I feel a little lost. I don’t have a purpose anymore, well of course I do, many in fact, but this one purpose of the hunt is lost. I swing in the wind waiting for an unexpected turn of events. He is there. I see him, I know him. Much more now than I used to, although I can’t claim to be happy about my discoveries. There’s no strategy to plan, no chance to grasp, no investigating on convoluted meanings and double-entendres. My only dogma now is stay away. The urge is gone, the hope is gone, but he’s still there, so am I and I still need to understand how I should handle this, or how I am indeed going to. He is no uglier, no less charming, no less present than he used to be, so how am I going to deal with his presence? Will he fade away eventually, will he be a constant reminder of this time, will we become just friends?

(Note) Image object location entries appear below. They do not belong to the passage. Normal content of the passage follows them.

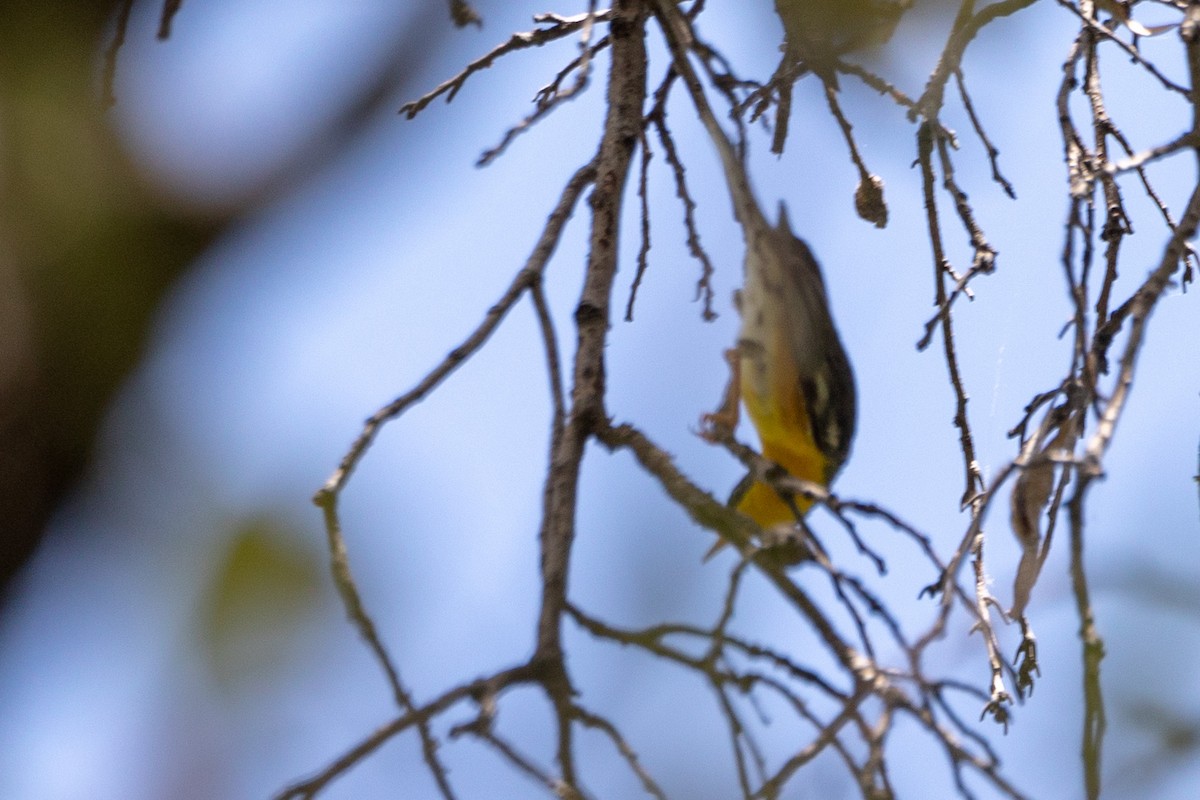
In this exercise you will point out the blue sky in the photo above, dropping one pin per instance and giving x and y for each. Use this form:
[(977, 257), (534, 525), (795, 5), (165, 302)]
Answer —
[(341, 289)]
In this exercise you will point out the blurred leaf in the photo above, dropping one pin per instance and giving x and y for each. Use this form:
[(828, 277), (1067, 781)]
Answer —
[(264, 589)]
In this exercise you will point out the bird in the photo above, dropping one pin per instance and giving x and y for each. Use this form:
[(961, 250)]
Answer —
[(789, 368)]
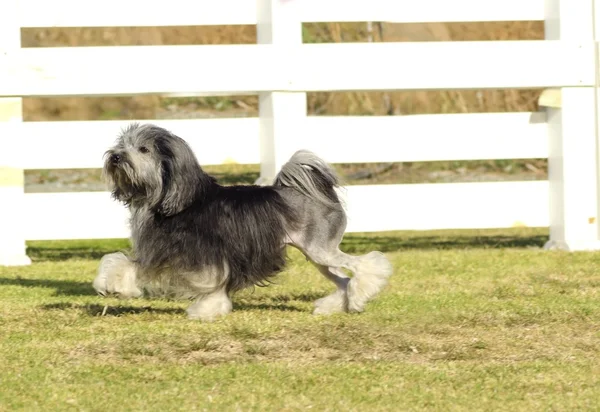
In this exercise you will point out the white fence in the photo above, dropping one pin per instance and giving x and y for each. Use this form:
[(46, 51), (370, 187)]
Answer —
[(281, 70)]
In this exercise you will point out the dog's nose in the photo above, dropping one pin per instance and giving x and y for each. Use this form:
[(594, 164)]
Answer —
[(115, 159)]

I feel under scrutiny in Amber’s eyes. I am not behaving as I used to, as my plans have changed but is this enough not to be spotted? Does she already know, did she spill everything on purpose to set boundaries? All I really want to do right now is concentrate on my upcoming competitions, there is still so much work to do, but the past can’t be erased so easily. I may have changed perspective, but things that were said and thought will still linger, the need to have answers may have softened but the empty space after the questions hasn’t been filled yet and it will make me stumble again.

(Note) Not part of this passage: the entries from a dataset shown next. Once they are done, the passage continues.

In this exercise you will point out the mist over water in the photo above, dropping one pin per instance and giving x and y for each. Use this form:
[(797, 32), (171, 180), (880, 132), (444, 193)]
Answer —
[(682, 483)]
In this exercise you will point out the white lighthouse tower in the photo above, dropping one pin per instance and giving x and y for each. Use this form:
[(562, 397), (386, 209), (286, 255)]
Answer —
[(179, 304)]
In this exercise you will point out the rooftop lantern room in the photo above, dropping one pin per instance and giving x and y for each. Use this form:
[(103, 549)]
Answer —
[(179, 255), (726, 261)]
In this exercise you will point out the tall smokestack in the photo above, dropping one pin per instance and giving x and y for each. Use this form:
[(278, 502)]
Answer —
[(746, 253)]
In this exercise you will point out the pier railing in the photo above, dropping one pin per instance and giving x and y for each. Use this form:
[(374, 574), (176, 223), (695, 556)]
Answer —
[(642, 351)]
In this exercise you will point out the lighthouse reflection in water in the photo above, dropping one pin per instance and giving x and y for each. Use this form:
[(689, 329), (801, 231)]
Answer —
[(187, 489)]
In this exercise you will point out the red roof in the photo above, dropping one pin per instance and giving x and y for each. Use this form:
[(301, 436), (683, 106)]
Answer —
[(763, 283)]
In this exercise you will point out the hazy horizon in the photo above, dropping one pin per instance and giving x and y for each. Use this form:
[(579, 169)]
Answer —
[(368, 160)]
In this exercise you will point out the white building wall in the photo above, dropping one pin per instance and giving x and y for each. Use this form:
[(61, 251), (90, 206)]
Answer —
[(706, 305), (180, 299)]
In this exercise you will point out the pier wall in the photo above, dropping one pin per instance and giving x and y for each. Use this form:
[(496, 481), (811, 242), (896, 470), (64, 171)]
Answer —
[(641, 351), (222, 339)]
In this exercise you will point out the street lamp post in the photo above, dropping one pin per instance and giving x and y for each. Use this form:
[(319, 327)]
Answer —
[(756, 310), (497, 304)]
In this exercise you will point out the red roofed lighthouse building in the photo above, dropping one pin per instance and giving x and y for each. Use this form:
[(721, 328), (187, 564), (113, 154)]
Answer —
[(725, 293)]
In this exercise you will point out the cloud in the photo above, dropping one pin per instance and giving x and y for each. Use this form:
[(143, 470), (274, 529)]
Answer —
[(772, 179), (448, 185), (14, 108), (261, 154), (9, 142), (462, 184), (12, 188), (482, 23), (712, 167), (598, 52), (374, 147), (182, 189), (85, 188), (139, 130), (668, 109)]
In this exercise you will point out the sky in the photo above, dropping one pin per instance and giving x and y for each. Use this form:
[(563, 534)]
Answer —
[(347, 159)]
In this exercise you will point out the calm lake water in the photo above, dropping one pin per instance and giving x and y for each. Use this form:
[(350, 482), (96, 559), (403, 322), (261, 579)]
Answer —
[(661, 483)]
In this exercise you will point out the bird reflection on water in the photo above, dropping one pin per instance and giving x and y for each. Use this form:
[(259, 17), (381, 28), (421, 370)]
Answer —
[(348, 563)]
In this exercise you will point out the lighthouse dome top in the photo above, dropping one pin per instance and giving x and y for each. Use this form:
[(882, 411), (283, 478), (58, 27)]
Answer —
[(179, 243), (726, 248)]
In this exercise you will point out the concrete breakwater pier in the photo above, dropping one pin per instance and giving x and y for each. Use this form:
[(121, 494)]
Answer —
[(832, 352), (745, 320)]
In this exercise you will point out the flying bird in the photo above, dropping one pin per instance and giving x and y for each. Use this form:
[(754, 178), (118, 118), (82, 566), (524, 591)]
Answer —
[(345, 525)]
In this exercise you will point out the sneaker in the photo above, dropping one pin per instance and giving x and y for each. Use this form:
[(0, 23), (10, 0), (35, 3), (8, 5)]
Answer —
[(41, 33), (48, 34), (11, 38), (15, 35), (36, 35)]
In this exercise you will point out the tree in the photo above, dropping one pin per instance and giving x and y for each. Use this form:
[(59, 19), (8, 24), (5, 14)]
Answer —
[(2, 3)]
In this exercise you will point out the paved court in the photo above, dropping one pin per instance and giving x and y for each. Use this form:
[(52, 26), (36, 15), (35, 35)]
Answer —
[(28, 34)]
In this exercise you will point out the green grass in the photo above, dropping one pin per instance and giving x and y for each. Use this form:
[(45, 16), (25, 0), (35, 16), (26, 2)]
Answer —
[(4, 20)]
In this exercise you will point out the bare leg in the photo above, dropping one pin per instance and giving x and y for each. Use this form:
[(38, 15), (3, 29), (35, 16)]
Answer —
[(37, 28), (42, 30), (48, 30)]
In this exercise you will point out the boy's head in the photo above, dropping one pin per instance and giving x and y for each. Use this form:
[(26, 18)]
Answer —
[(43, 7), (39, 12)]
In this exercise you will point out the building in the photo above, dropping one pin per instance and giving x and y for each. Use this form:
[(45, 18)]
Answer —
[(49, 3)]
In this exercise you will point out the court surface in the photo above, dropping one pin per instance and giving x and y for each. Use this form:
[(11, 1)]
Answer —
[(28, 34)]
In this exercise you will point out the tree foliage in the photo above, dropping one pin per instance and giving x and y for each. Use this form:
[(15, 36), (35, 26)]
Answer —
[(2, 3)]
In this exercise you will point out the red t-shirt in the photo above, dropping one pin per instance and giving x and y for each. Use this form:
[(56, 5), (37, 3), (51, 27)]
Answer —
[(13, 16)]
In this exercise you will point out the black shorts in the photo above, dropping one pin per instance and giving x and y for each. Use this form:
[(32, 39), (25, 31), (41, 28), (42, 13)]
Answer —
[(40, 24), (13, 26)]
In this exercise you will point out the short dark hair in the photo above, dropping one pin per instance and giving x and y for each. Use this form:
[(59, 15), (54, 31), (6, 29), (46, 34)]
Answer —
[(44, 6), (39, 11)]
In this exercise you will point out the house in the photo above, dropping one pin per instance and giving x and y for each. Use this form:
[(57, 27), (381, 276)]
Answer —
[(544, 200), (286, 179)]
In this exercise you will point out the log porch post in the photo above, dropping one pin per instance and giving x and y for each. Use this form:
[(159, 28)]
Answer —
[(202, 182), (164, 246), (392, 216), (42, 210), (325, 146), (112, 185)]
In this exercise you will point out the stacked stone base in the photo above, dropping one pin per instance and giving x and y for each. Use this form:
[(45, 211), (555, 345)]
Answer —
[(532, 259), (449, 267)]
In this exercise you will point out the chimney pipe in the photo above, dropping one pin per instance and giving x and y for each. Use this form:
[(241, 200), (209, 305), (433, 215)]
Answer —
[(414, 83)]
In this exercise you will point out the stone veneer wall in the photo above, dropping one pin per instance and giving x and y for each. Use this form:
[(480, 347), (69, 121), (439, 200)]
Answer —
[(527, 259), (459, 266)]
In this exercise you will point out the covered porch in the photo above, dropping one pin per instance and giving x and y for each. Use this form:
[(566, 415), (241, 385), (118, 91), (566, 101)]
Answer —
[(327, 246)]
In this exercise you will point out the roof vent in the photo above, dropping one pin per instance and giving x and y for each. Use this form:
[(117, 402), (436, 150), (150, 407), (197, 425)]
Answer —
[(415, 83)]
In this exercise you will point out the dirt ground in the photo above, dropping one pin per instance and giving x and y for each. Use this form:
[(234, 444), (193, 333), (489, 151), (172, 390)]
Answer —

Some hope, some dream is still in a corner of my mind, as aware as I am that this is not what I want, let alone what I need, if a miracle came along… But there can be no miracle without risk and I am so conscious of the greatness of the risk that I can’t help running away. I don’t want to end up like her, one year after, still in tears. I am not sure I have weapons to protect myself from that right now, I feel exposed and vulnerable. Of course this may happen with anybody else out there, but given the chance to know your enemy beforehand, one may decide to hold off from the battle. As full of sadness and bitter as it might be to give up on something that may be much more.